Le Prochain voyage: la tragique et belle histoire qui a inspiré le téléfilm

Le Prochain voyage: la tragique et belle histoire qui a inspiré le téléfilm

Le téléfilm de France 2 "Le Prochain voyage" avec Line Renaud est adapté d'une tragique et belle histoire vraie s'étant déroulée en novembre 2013 à Paris. C'est dans un palace parisien que deux octogénaires avaient décidé de se donner la mort.

Le Prochain voyage : un téléfilm émouvant avec Line Renaud

Ce mercredi 11 octobre, France 2 dédie sa soirée autour d'une question de société majeure et sensible : la fin de vie, et le choix de mourir dans la dignité.
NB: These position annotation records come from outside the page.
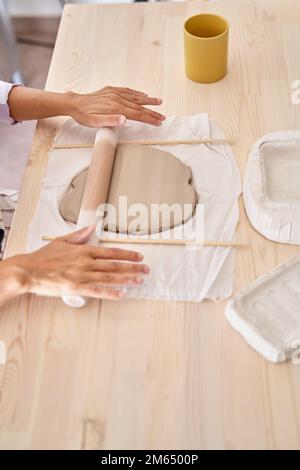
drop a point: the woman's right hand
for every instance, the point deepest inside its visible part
(68, 266)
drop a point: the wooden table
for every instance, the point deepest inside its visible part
(142, 374)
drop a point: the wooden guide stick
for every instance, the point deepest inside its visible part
(150, 142)
(150, 241)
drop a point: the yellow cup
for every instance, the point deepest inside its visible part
(206, 47)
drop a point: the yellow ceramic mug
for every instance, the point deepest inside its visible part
(206, 47)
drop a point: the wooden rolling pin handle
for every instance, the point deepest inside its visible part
(95, 194)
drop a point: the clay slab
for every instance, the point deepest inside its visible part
(145, 175)
(267, 313)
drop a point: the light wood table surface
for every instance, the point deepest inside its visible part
(141, 374)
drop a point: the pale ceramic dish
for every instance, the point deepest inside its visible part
(271, 187)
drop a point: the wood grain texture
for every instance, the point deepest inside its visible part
(141, 374)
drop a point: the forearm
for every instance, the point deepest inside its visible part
(29, 103)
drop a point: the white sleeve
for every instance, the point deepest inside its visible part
(5, 88)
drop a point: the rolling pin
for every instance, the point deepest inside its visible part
(96, 190)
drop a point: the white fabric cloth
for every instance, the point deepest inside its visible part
(8, 202)
(176, 273)
(271, 187)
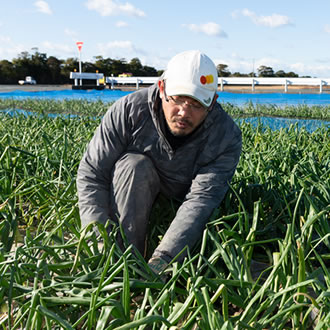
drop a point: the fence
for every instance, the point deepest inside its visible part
(222, 82)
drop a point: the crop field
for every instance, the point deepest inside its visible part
(263, 261)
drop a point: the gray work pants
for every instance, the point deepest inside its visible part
(135, 186)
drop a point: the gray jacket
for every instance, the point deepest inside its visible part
(205, 163)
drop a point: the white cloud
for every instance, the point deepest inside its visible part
(127, 45)
(121, 24)
(211, 29)
(43, 7)
(4, 38)
(55, 47)
(112, 8)
(273, 21)
(71, 33)
(327, 28)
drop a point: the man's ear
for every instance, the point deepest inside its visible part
(161, 87)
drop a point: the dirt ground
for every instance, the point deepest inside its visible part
(231, 88)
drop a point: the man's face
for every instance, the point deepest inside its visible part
(183, 114)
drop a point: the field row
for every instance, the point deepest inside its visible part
(263, 261)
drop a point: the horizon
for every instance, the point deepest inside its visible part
(244, 37)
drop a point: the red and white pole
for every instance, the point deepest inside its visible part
(79, 45)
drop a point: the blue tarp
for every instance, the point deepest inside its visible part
(108, 95)
(274, 123)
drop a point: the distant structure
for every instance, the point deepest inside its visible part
(245, 83)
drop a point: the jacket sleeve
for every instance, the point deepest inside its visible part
(206, 193)
(94, 172)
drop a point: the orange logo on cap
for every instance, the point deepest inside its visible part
(206, 79)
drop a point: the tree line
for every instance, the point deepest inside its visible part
(51, 70)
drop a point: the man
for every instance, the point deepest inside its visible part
(171, 138)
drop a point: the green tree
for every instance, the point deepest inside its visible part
(7, 73)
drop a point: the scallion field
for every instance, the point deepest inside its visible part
(263, 261)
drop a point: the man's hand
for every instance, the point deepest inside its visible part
(157, 265)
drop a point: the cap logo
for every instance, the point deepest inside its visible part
(206, 79)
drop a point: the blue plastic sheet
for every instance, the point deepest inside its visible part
(273, 123)
(108, 95)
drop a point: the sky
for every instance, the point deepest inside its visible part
(290, 35)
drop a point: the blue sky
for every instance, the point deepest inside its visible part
(290, 35)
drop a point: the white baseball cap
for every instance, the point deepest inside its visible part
(192, 74)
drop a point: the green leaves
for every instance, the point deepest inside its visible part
(52, 274)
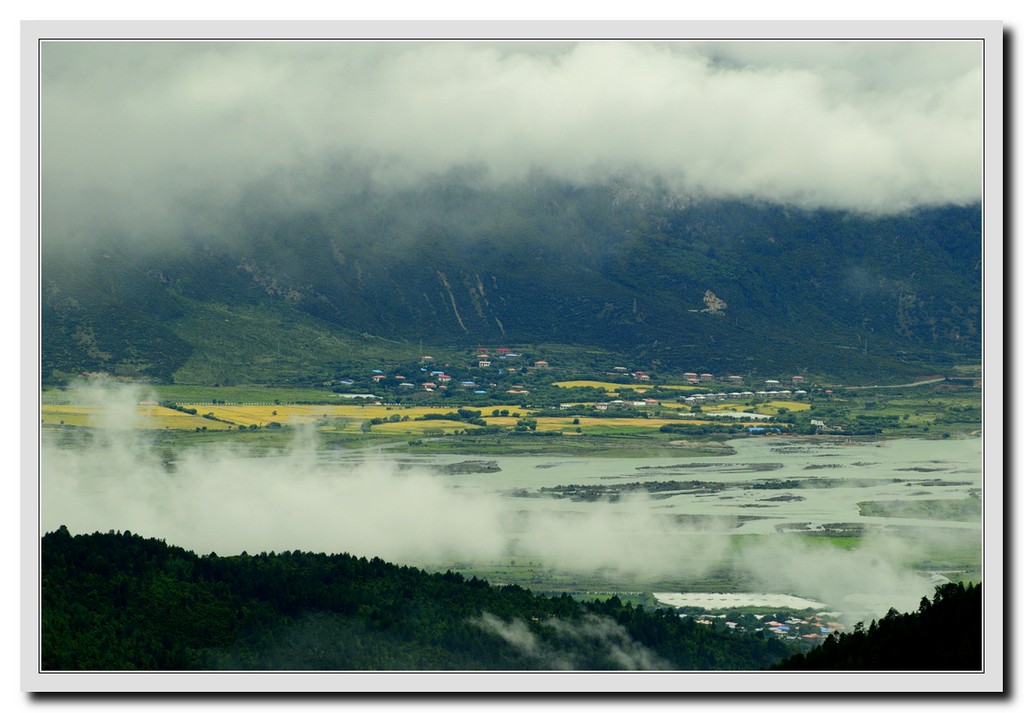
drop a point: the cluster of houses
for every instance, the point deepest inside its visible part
(812, 627)
(742, 395)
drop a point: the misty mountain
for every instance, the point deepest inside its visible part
(120, 601)
(723, 286)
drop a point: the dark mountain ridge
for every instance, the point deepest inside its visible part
(712, 285)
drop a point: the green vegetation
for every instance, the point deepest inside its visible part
(597, 283)
(944, 634)
(119, 601)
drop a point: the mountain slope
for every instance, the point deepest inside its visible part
(709, 285)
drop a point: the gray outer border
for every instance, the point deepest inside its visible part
(991, 680)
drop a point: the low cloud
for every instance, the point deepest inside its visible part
(228, 499)
(592, 642)
(138, 136)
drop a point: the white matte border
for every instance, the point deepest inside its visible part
(991, 680)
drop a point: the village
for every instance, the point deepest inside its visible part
(507, 374)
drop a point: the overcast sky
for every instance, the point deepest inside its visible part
(133, 133)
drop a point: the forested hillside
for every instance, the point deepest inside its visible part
(944, 634)
(120, 601)
(701, 285)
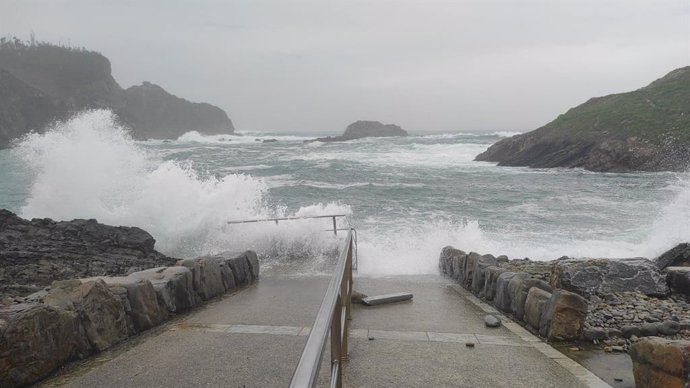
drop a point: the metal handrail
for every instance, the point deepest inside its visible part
(276, 220)
(333, 317)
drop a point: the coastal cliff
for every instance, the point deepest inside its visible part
(41, 83)
(361, 129)
(644, 130)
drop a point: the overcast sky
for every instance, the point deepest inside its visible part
(425, 65)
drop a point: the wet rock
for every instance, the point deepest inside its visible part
(648, 330)
(564, 316)
(492, 321)
(518, 288)
(35, 340)
(679, 279)
(602, 276)
(630, 331)
(37, 252)
(535, 305)
(660, 363)
(174, 287)
(99, 310)
(678, 256)
(502, 298)
(144, 310)
(668, 328)
(479, 273)
(492, 274)
(593, 333)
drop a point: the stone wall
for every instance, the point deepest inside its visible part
(72, 319)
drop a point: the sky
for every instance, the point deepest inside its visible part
(426, 65)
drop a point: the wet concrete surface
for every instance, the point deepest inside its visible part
(609, 366)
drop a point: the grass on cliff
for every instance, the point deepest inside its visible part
(658, 112)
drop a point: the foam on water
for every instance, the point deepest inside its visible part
(89, 167)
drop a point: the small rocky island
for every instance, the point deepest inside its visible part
(361, 129)
(644, 130)
(41, 83)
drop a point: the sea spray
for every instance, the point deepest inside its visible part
(89, 167)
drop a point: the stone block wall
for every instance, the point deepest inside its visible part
(73, 319)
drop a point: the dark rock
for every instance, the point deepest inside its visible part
(519, 287)
(660, 363)
(649, 330)
(174, 287)
(37, 339)
(479, 273)
(535, 305)
(99, 310)
(593, 333)
(629, 331)
(618, 133)
(35, 253)
(362, 129)
(678, 279)
(564, 316)
(668, 328)
(603, 276)
(492, 321)
(490, 285)
(502, 299)
(678, 256)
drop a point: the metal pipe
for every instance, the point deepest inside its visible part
(328, 320)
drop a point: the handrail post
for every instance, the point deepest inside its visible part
(336, 344)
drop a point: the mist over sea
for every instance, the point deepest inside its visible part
(407, 197)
C'est dans ce cadre qu'est diffusé le téléfilm Le Prochain voyage, écrit par Laurent Baffie (d'après sa pièce originale), mis en scène par Thierry Binisti, avec Line Renaud et Jean Sorel dans les rôles principaux.

Ils incarnent Jacqueline et Richard, un couple d’octogénaires qui reviennent à l'hôtel où, soixante-trois ans plus tôt, ils avaient vécu leur première nuit d'amour. Dans cette chambre empreinte de souvenirs, ils se remémorent les moments forts de leur vie commune. Au fil du récit, le véritable dessein de leur visite se dévoile. Confrontés à la progression inexorable de la maladie, ils ont choisi de rester unis face à l'adversité et de s'éteindre ensemble, cherchant une fin empreinte de dignité et d'amour.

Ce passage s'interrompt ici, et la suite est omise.